Bitter tensions over outsourced workers at the University of the Witwatersrand escalated this week when the institution's top management insisted it could not afford to abandon the controversial practice.

In a heated meeting with about 400 outsourced workers this week, new vice-chancellor Adam Habib said he would "love" to reverse outsourcing but "can't take the risk and run the university into a crisis". 

"I know the one thing you want is to be insourced. I can't afford it," Habib said.

But his audience was clearly unconvinced. 

"It's not your money we want, but the university's," a cleaner said. "This R2 000 [monthly salary] is probably your child's lunch stipend." 

Said another: "It's not that we want huge money, just reasonable money so that we can improve lives in our homes."

Habib replied: "I wish I could, but I can't. There are no reserves. I'm talking about Wits's money. Wits doesn't have money. If I start spending recklessly, then nine months from now Wits will be in trouble."

The Mail & Guardian has obtained a management-commissioned report handed to the senate last week that says insourcing would double labour costs to R150-million a year. 

The report considered services such as cleaning, catering, grounds maintenance and student transport.

Habib said he would be "happy" to consider insourcing again "if [Wits] starts earning more income in two to three years". 

But this would come from either hiking student fees or getting increased funding from the government. 

"I don't like outsourcing, I think it's wrong. If I [had been] here in 2001 I would not have done it," he added. 

Outsourcing was introduced in 1999 by then vice-chancellor Colin Bundy, igniting more than a decade of campus conflict that remains unresolved.

More than 1 000 workers are outsourced, the report said.

The university's deputy vice-chancellor for finance, Tawana Kupe, confirmed that it has no cash reserves. 

"If you look around the university you see new infrastructure.
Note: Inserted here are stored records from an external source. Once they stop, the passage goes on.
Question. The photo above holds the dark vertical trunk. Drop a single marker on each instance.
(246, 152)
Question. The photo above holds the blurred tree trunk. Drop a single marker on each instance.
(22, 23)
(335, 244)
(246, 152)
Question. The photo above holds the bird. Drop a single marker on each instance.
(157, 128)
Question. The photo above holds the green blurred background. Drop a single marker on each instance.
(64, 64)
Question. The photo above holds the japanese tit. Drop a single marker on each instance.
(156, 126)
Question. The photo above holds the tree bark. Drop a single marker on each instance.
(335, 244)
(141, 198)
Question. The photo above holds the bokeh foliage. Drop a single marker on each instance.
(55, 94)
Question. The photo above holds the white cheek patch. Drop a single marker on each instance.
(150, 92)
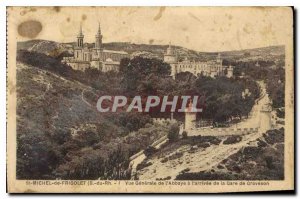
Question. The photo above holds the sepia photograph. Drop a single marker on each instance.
(150, 99)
After these projects, we don't have reserves."

"The cost of insourcing is not something we can afford now," he said.

The M&G previously reported that Wits had pumped R1.5-billion into improving and developing facilities four years ago.
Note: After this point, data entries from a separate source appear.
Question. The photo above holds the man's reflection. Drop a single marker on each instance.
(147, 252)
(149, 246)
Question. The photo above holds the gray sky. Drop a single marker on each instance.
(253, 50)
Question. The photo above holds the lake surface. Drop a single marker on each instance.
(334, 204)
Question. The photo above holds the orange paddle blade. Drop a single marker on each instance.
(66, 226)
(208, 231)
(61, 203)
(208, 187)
"The only thing we want from Wits is civilisation, not the continuation of [economic] apartheid," said landscaper Mathews Bodiba, whose R2 500 salary includes a R300 supplement from Wits. 

"I think it's still early for Habib to say now he doesn't even have a cent. They should at least say 'we'll discuss things as senior management and see how much we can offer you'." 

The students' representative council and the Wits Workers Solidarity Committee, a forum comprising academics, students and outsourced workers, lashed out at management for "shockingly endorsing exploitation".

"In a context where an overwhelmingly black, female and working-class labour force is reduced to cheap labour (servicing an academic staff that is disproportionately white and male), outsourcing arguably replicates apartheid on our campus," they said.

Kupe said it was "unfair" to accuse Wits of apartheid practices. 

"Under apartheid there were not even minimum wages," he said.